How Domino Actions Create Chain Reactions

Dominoes are a great way to teach kids how to count. They’re also a fun way to get kids in the kitchen to help with cooking and cleaning. But the best thing about dominoes is how they create a chain reaction. When one domino hits another, it can set off a whole series of actions like falling tiles, water ripples or even a pizza party! This is what makes domino action so important, and it’s something we should all practice every day. Admiral William H. McRaven said that “A single act, no matter how small, can have a ripple effect and make a difference in the world.” The same is true for domino actions. Just making your bed in the morning or putting a Tupperware bin back in the cupboard can have a domino effect of its own. Hevesh says that when she starts a project, she always tests the first domino to see what it will do on its own. This helps her adjust the project as needed before she begins laying it out. She works in 3-D sections and flat arrangements, and each section is filmed in slow motion so she can watch it fall and correct any problems.
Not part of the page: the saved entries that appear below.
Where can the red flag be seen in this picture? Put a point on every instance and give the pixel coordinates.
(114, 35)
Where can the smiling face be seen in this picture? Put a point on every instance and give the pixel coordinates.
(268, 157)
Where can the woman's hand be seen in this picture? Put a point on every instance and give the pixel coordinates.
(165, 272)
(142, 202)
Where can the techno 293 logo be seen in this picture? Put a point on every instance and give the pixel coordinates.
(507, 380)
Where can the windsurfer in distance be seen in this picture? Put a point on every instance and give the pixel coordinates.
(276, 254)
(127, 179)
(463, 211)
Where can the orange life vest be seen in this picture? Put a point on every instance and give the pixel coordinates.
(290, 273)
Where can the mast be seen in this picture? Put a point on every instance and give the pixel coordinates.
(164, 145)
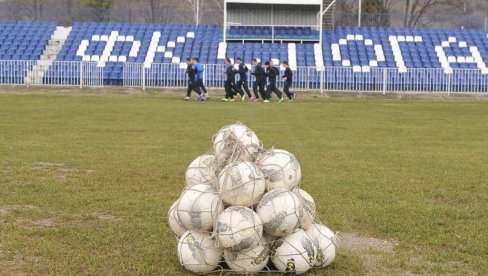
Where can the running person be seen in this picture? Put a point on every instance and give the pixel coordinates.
(272, 74)
(259, 80)
(242, 82)
(229, 75)
(288, 78)
(199, 78)
(190, 71)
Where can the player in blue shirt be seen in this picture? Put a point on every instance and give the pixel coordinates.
(199, 78)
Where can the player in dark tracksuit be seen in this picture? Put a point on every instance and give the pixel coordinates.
(192, 85)
(190, 71)
(288, 78)
(242, 83)
(199, 69)
(260, 80)
(272, 73)
(229, 81)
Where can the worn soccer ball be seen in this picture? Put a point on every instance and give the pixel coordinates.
(238, 229)
(202, 171)
(280, 168)
(280, 211)
(236, 143)
(198, 252)
(309, 208)
(241, 184)
(174, 222)
(326, 243)
(198, 207)
(294, 253)
(250, 261)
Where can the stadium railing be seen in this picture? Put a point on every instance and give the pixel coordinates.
(346, 79)
(58, 73)
(382, 80)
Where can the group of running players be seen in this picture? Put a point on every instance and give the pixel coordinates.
(236, 81)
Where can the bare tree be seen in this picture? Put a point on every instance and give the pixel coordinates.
(157, 11)
(31, 9)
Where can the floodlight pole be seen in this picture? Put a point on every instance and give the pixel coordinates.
(360, 10)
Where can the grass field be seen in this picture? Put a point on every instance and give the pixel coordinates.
(86, 179)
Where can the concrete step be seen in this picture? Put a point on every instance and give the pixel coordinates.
(54, 46)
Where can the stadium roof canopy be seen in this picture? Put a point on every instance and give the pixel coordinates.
(272, 14)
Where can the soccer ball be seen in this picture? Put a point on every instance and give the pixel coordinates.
(268, 239)
(198, 252)
(202, 171)
(326, 243)
(309, 208)
(294, 253)
(236, 143)
(241, 184)
(174, 222)
(198, 207)
(238, 229)
(280, 211)
(280, 168)
(250, 261)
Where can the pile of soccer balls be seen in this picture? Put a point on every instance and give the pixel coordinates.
(242, 211)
In her spare time, Hevesh also makes her own domino sets for playing with friends. She’s made some that are incredibly intricate, including a circular layout with 76,017 dominoes that holds the Guinness Record for most dominoes in a circle. She says the key to creating these designs is understanding the laws of physics. “When you stand a domino upright, it stores potential energy based on its position,” explains Stephen Morris, a physicist at the University of Toronto. He adds that when a domino is knocked over, much of its potential energy is converted into kinetic energy as it falls, causing the next domino to push toward it.

Hevesh’s most ambitious creations take several nail-biting minutes for all the dominoes to fall, and she says that one physical phenomenon is particularly crucial: gravity. Gravity pulls a knocked-over domino down toward Earth, causing it to hit the next domino in its path and triggering the chain reaction that leads to the end of her domino art.
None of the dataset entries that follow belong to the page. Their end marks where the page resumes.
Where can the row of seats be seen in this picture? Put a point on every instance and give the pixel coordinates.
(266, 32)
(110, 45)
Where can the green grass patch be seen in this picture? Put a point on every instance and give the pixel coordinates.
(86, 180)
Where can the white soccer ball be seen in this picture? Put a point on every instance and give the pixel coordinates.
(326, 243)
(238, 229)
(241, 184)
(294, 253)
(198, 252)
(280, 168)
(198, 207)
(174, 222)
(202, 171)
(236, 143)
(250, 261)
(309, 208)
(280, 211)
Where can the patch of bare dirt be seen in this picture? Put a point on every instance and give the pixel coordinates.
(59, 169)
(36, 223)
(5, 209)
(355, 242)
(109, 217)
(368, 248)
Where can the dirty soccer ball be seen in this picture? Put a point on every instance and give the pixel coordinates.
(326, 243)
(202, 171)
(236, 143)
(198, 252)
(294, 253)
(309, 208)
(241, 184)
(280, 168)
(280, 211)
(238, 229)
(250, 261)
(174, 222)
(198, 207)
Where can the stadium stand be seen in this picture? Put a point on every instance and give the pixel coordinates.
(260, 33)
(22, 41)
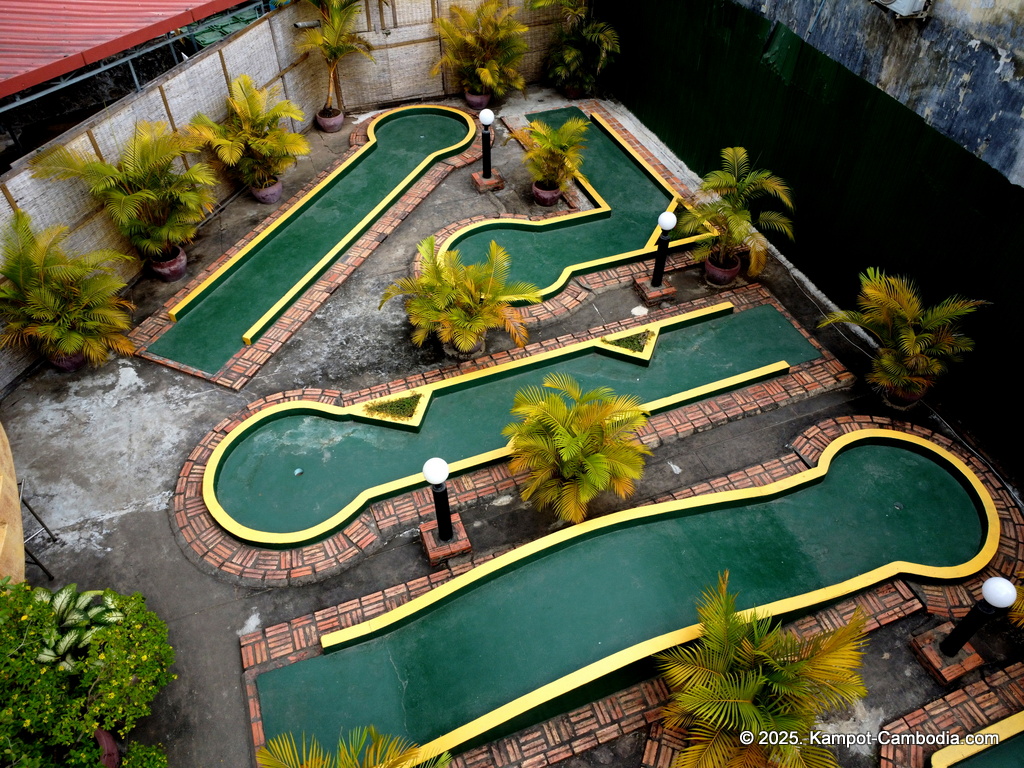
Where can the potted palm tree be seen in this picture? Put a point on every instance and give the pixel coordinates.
(481, 50)
(747, 674)
(460, 303)
(66, 306)
(251, 143)
(155, 202)
(574, 444)
(724, 200)
(915, 344)
(334, 39)
(553, 156)
(582, 47)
A domino is a rectangular, thumb-sized, flat tile that has either a blank face or numbers from one to six pips (or dots). The number of pips on each domino determines its rank and value. 28 such pieces make up a complete domino set. Dominoes are often used to play a variety of games, with players matching ends of pieces or arranging them in lines and angular patterns. The word domino appears in English around 1750, but it may derive from an earlier sense of a long, hooded garment worn with a mask or over a priest’s surplice at carnival season or a masquerade. A more likely source is the name of a tanner in Venice who developed the pieces with ebony blacks and ivory faces.